Fresh from the fray of “Retardgate,” as some media outlets called it, Sarah Palin this week sought to expose another dark and insidious force aligned against her. By which she meant an episode of the TV cartoon Family Guy. On the episode in question, the awkward teen character Chris Griffin dates a girl who has Down syndrome—and at one point identifies her mother as “the former governor of Alaska.”

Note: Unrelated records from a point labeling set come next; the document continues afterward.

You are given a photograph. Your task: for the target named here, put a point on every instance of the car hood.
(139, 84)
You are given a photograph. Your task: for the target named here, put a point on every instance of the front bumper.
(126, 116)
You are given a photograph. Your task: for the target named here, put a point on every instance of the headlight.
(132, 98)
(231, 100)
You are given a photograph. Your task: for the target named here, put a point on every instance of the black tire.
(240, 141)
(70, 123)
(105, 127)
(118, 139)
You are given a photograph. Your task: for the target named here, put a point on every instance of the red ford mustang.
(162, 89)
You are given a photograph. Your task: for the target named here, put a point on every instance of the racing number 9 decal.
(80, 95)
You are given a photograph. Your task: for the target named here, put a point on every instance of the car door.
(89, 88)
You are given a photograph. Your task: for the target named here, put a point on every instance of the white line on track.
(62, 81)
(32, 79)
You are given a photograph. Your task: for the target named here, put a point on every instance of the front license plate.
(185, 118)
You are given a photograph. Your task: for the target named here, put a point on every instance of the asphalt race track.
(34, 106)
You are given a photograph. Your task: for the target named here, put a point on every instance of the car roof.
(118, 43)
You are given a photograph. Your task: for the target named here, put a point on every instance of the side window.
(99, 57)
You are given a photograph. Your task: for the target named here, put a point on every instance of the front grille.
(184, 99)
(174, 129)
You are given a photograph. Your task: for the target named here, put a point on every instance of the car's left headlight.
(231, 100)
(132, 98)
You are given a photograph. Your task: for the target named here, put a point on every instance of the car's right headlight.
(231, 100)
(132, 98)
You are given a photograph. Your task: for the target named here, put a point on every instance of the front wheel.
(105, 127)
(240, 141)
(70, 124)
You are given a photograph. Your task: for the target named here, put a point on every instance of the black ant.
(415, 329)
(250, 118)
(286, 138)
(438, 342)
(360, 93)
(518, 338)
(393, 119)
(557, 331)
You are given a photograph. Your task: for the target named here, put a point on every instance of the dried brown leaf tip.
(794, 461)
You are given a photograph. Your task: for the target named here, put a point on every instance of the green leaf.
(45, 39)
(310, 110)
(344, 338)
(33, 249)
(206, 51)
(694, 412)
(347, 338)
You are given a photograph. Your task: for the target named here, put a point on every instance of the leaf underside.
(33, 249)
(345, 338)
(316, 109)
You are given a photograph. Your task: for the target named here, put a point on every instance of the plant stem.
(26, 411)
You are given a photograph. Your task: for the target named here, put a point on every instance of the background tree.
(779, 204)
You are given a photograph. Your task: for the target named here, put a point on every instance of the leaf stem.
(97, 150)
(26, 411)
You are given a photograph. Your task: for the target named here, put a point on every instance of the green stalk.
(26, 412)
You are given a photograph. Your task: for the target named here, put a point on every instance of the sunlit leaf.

Palin chose one of her preferred media forums—her Facebook page—to argue that the line of dialogue “mocked” her special-needs son, Trig. She called it “another kick in the gut,” powerful language that’s apparently calculated to remind us she’s been hurt before, and the blows are felt most in that part of the body where intuitions—and babies—come from. In effect, she’s saying the blows are an attack on common sense, disabled children and womankind.
But irony is a harsh master: the cartoon character in question was voiced by a woman with Down syndrome, professional actress Andrea Fay Friedman, and she thinks Palin is the one who lacks common sense—or at least “a sense of humor” or “sarcasm.”
“I was making fun of Sarah Palin, but not her son,” Friedman tells the New York Times today in a candid interview.
Beyond its obvious problems, Palin’s latest claim of victimhood certainly isn’t helping endear her to the public. As Kevin Drum noted last week, the more Americans see of Palin, the less they like her. And the responses to Palin’s Family Guy comment on Facebook—there were 10,567 and counting as this story went online—are largely unsupportive of the former governor’s viewpoint.
Friedman, too, thinks Palin’s concern for special-needs children is disingenuous. “My mother,” she says, “did not carry me around under her arm like a loaf of French bread the way former Governor Palin carries her son Trig around looking for sympathy and votes.”